Infrastructure is more than just avoiding dependence on vendors. The system will optimize to achieve a specific outcome when every layer is controlled by the same group. When TinyFish’s agent succeeds or fails using its own search and fetch, the company gets end-to-end signal at every step — what was searched, what was fetched, and exactly where failures occurred. The signal will not be available for companies that use a third party API to run their search or fetch layer.
Teams that integrate multiple providers also face a cost. A page is found that the fetch layer can’t render. Fetch sends back content that agents cannot understand. The context is lost between browser sessions. The result is custom glue code, retry logic, fallback handlers, and validation layers — engineering work that adds up. The component boundaries are removed when using a unified stack.

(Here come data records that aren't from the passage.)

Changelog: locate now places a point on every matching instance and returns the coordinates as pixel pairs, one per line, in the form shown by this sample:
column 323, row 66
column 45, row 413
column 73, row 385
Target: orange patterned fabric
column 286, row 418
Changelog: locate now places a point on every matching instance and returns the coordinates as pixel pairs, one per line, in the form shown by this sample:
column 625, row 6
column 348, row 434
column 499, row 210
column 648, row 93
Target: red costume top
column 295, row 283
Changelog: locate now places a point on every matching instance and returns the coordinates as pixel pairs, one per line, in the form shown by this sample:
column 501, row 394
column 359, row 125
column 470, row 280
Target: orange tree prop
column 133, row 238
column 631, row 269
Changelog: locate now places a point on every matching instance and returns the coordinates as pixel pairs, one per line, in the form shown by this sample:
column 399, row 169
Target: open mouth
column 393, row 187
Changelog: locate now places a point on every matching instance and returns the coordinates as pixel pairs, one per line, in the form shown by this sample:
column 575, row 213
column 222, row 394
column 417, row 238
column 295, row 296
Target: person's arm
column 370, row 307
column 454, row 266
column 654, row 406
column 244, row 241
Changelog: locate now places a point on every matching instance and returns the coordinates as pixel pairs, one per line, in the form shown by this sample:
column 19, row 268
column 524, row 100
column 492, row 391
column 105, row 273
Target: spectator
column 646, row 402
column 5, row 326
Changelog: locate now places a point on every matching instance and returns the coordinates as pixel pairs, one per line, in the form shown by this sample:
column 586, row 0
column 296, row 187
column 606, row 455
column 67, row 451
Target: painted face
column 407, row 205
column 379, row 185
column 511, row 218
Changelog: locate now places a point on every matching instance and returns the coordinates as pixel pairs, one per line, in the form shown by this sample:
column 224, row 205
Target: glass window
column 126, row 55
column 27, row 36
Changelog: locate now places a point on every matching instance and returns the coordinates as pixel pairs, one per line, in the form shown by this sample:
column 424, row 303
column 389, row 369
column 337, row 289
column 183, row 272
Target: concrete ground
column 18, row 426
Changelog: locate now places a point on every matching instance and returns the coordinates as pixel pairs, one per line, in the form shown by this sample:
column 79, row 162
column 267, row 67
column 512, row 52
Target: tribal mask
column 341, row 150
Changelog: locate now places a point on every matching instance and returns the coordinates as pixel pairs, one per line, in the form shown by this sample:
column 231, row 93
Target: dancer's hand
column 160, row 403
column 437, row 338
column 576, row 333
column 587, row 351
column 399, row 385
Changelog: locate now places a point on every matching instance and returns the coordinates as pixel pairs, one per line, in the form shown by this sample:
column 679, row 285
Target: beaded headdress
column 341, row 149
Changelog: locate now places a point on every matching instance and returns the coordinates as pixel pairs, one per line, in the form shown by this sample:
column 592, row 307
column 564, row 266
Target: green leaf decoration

Platforms also ensure consistency in session across all steps. Same IP, fingerprint and cookies are used throughout the workflow. The target site will see separate tools as multiple clients that are not related. This increases the chances of detection.
Key Metrics


The Key Takeaways
- TinyFish moves from a single web agent to a four-product platform — Web Agent, Web Search, Web Browser, and Web Fetch — all accessible under one API key and one credit system, eliminating the need to manage multiple providers.
- The CLI + Agent Skill combination lets AI coding agents use the live web autonomously — install once and agents like Claude Code, Cursor, and Codex automatically know when and how to call each TinyFish endpoint, with no manual integration code.
- CLI-based operations produce 87% fewer tokens per task than MCP, and write output directly to the filesystem instead of dumping it into the agent’s context window — keeping context clean across multi-step workflows.
- Every layer of the stack — Search, Fetch, Browser, and Agent — is built in-house, giving end-to-end signals when a task succeeds or fails, a data feedback loop that cannot be replicated by assembling third-party APIs.
- TinyFish maintains a single session identity across an entire workflow — same IP, fingerprint, and cookies — whereas separate tools appear to target sites as multiple unrelated clients, increasing detection risk and failure rates.
Getting Started
TinyFish is offering 500 steps for free with no credit cards required. tinyfish.ai. You can download the open-source recipe and skill files at github.com/tinyfish-io/tinyfish-cookbookThe CLI documentation can be found at docs.tinyfish.ai/cli.
Note: Tinyfish’s leadership has been instrumental in providing this article with details and support.